Now, the regex engine has reached the end of the regex. But since it’s two levels deep in recursion, it hasn’t found an overall match yet. It only has found a match for (?R). Exiting the recursion after a successful match, the engine also reaches z. It now matches the second z in the string. The engine is still one level deep in recursion, from which it exits with a successful match. Finally, z matches the third z in the string. The engine is again at the end of the regex. This time, it’s not inside any recursion. Thus, it returns aaazzz as the overall regex match.

Matching Balanced Constructs

The main purpose of recursion is to match balanced constructs or nested constructs. The generic regex is b(?:m|(?R))*e where b is what begins the construct, m is what can occur in the middle of the construct, and e is what can occur at the end of the construct. For correct results, no two of b, m, and e should be able to match the same text. You can use an atomic group instead of the non-capturing group for improved performance: b(?>m|(?R))*e.

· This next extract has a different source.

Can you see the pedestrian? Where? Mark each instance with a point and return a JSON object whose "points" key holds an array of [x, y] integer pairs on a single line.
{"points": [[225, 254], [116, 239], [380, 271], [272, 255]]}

A common real-world use is to match a balanced set of parentheses. \((?>[^()]|(?R))*\) matches a single pair of parentheses with any text in between, including an unlimited number of parentheses, as long as they are all properly paired. If the subject string contains unbalanced parentheses, then the first regex match is the leftmost pair of balanced parentheses, which may occur after unbalanced opening parentheses. If you want a regex that does not find any matches in a string that contains unbalanced parentheses, then you need to use a subroutine call instead of recursion. If you want to find a sequence of multiple pairs of balanced parentheses as a single match, then you also need a subroutine call.

Recursion with Alternation

If what may appear in the middle of the balanced construct may also appear on its own without the beginning and ending parts then the generic regex is b(?R)*e|m. Again, b, m, and e all need to be mutually exclusive. \((?R)*\)|[^()]+ matches a pair of balanced parentheses like the regex in the previous section. But it also matches any text that does not contain any parentheses at all.

This regular expression does not work correctly in Boost. If a regex has alternation that is not inside a group then recursion of the whole regex in Boost only attempts the first alternative. So \((?R)*\)|[^()]+ in Boost matches any number of balanced parentheses nested arbitrarily deep with no text in between, or any text that does not contain any parentheses at all. If you flip the alternatives then [^()]+|\((?R)*\) in Boost matches any text without any parentheses or a single pair of parentheses with any text without parentheses in between. In all other flavors these two regexes find the same matches.

The solution for Boost is to put the alternation inside a group. (?:\((?R)*\)|[^()]+) and (?:[^()]+|\((?R)*\)) find the same matches in all flavors discussed in this tutorial that support recursion.